Nell’opera “Il colore ferito” (2007), egli si concentra su dei piani dove non sussistono altro che degli strati irregolari di colori. Il primo è un rettangolo rosso “impuro” su di uno sfondo biancastro che lascia trasparire delle tracce brune allorchè tre barre sono posizionate diagonalmente al di sotto del quadrangolo rosso centrale. Egli procede in modo abbastanza analogo con un piano blu irregolare sul quale posiziona due barre rosse più lunghe e più sottili. Che dire? Che la sua ricerca non può e non vuole limitarsi a quegli spazi che appaiono, ai miei occhi, delle spiaggie misteriose, che tradiscono i movimenti più sottili del suo pensiero, e, i principali ancoraggi della sua sensibilità all’interno della materialità e dell’enigma del colore.

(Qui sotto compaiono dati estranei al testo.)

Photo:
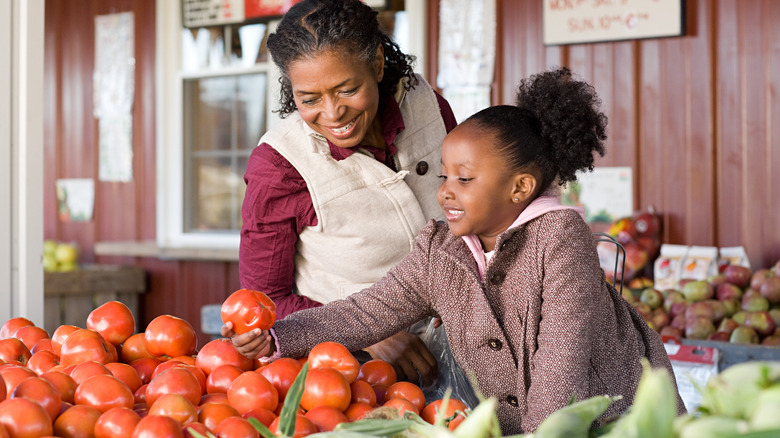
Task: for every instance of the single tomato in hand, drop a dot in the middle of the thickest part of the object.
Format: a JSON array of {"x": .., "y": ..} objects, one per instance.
[{"x": 248, "y": 309}]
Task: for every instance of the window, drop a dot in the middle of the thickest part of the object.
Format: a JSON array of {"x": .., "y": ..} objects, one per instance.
[{"x": 216, "y": 97}]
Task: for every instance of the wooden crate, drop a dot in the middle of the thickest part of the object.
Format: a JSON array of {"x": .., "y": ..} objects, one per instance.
[{"x": 69, "y": 297}]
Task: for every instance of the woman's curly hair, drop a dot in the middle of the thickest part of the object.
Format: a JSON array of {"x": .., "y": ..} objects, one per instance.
[
  {"x": 350, "y": 26},
  {"x": 554, "y": 128}
]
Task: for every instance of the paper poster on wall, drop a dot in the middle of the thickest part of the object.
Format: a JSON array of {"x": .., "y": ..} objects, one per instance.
[
  {"x": 606, "y": 194},
  {"x": 75, "y": 199},
  {"x": 113, "y": 94}
]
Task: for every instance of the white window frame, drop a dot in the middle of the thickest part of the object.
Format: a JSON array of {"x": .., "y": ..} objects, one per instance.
[{"x": 170, "y": 146}]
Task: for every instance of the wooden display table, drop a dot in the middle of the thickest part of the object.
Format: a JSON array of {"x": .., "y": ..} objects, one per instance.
[{"x": 69, "y": 297}]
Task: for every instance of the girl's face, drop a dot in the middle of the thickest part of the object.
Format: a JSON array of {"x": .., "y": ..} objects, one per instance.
[
  {"x": 477, "y": 191},
  {"x": 337, "y": 94}
]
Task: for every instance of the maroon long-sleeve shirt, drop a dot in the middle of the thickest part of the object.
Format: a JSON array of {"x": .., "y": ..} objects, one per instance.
[{"x": 277, "y": 206}]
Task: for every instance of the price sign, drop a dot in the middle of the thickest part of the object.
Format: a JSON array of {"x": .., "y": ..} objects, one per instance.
[{"x": 583, "y": 21}]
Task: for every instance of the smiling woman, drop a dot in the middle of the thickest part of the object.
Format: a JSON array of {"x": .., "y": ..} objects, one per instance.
[{"x": 352, "y": 166}]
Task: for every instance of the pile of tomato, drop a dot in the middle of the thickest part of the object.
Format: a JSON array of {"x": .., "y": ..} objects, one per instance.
[{"x": 106, "y": 380}]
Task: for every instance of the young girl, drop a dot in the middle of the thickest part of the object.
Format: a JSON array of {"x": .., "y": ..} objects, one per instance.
[{"x": 513, "y": 274}]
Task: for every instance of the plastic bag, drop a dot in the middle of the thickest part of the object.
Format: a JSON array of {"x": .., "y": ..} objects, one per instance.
[{"x": 451, "y": 375}]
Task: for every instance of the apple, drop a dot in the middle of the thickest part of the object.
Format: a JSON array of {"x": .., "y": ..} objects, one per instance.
[
  {"x": 758, "y": 278},
  {"x": 699, "y": 327},
  {"x": 728, "y": 291},
  {"x": 728, "y": 325},
  {"x": 761, "y": 322},
  {"x": 737, "y": 275},
  {"x": 670, "y": 331},
  {"x": 652, "y": 297},
  {"x": 697, "y": 290},
  {"x": 770, "y": 289},
  {"x": 743, "y": 335}
]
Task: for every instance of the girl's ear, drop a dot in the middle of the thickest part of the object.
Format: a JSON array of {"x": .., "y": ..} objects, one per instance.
[
  {"x": 525, "y": 188},
  {"x": 379, "y": 62}
]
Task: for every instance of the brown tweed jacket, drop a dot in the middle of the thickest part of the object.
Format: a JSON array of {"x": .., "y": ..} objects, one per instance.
[{"x": 543, "y": 325}]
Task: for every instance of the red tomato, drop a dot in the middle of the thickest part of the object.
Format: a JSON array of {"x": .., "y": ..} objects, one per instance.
[
  {"x": 43, "y": 344},
  {"x": 325, "y": 386},
  {"x": 408, "y": 391},
  {"x": 104, "y": 392},
  {"x": 303, "y": 427},
  {"x": 221, "y": 352},
  {"x": 248, "y": 309},
  {"x": 85, "y": 370},
  {"x": 326, "y": 417},
  {"x": 63, "y": 383},
  {"x": 84, "y": 345},
  {"x": 221, "y": 377},
  {"x": 77, "y": 421},
  {"x": 113, "y": 320},
  {"x": 42, "y": 361},
  {"x": 401, "y": 405},
  {"x": 336, "y": 356},
  {"x": 174, "y": 381},
  {"x": 262, "y": 415},
  {"x": 134, "y": 348},
  {"x": 281, "y": 373},
  {"x": 168, "y": 335},
  {"x": 356, "y": 411},
  {"x": 126, "y": 374},
  {"x": 236, "y": 427},
  {"x": 433, "y": 411},
  {"x": 175, "y": 406},
  {"x": 145, "y": 367},
  {"x": 24, "y": 418},
  {"x": 378, "y": 372},
  {"x": 362, "y": 392},
  {"x": 251, "y": 391},
  {"x": 211, "y": 414},
  {"x": 216, "y": 397},
  {"x": 60, "y": 334},
  {"x": 116, "y": 423},
  {"x": 9, "y": 327},
  {"x": 14, "y": 351},
  {"x": 13, "y": 374},
  {"x": 30, "y": 335},
  {"x": 40, "y": 391},
  {"x": 158, "y": 426}
]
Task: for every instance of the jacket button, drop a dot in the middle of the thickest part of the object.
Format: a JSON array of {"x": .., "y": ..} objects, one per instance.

Questa voglia di andare più lontano all’interno delle sue speculazioni plastiche, mette in risalto due concezioni quasi opposte di considerare la scultura. La prima deriva direttamente dalle sue “Aura” rupestre. Sono delle grandi stele verticali come pali che prendono l’aspetto di un totem.

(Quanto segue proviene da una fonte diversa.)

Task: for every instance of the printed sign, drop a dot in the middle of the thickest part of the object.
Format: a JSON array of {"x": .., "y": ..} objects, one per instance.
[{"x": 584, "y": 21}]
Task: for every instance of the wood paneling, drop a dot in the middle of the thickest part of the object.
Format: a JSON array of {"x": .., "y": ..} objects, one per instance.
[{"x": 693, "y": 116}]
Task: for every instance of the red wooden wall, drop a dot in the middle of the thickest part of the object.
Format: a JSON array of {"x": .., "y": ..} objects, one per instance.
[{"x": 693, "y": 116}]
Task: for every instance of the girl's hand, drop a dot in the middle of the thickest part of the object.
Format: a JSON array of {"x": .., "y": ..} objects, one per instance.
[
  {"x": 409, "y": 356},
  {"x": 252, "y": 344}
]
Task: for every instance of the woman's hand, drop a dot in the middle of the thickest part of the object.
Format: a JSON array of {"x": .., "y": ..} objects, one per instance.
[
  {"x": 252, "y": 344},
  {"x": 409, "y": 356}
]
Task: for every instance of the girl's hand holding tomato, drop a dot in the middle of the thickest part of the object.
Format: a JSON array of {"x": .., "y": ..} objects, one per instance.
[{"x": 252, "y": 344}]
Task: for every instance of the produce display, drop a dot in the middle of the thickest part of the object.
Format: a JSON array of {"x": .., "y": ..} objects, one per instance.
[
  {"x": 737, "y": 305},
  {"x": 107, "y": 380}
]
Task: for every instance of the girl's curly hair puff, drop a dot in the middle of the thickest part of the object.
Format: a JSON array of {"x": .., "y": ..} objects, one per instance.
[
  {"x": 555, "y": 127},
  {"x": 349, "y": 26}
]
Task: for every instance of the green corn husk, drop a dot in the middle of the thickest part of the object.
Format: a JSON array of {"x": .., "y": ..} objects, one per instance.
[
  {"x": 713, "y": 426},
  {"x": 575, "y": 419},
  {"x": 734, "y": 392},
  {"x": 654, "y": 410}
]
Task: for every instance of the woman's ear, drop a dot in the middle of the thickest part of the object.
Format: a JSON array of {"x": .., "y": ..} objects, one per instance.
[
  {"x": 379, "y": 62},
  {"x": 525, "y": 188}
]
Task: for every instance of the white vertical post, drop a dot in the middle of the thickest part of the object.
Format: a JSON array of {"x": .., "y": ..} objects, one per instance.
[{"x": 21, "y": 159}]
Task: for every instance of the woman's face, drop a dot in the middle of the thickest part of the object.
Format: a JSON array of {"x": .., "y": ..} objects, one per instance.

Più che di totem egli preferisce parlare di menhir. Ma certamente, questo termine é da prendere con precauzione poichè non si può prendere alla lettera una pietra sollevata come un palo. Diciamo che queste opere alte ed erette, irregolari sulla cima dove si ritrovano quei segni di predilezione, lasciano apparire delle superfici monocromatiche di colore (in particolare il rosso e il verde, a volte lo stesso nero), che possono essere considerate come marcature dello spazio cosi come dei messaggi criptici che sono a noi indirizzati. Veniamo messi in condizione di comprendere come la sacralità dell’arte può ancora essere avviata. Questa sacralità non è religiosa in stricto sensus, ma esteica. Essa testimonia di un desiderio di troncare con decisione all’interno di questa contrazione tra la natura e cultura che è propria dell’umanità, senza cercare nè la risoluzione, nè il superamento, ma un ravvicinamento a quelle società lontane che hanno vissuto le prime lacerazioni mistiche e che hanno saputo tradurre la verità tragica e bella. L’artista ha la facoltà di provocare questo impressionante e sconvolgente capovolgimento del pensiero che è indispensabile se vogliamo prendere le distanze dal nostro modo attuale di vivere – e prendere la misura dei nostri impasse, delle nostre aporie, di tutto cio che ci allontana da quello che siamo.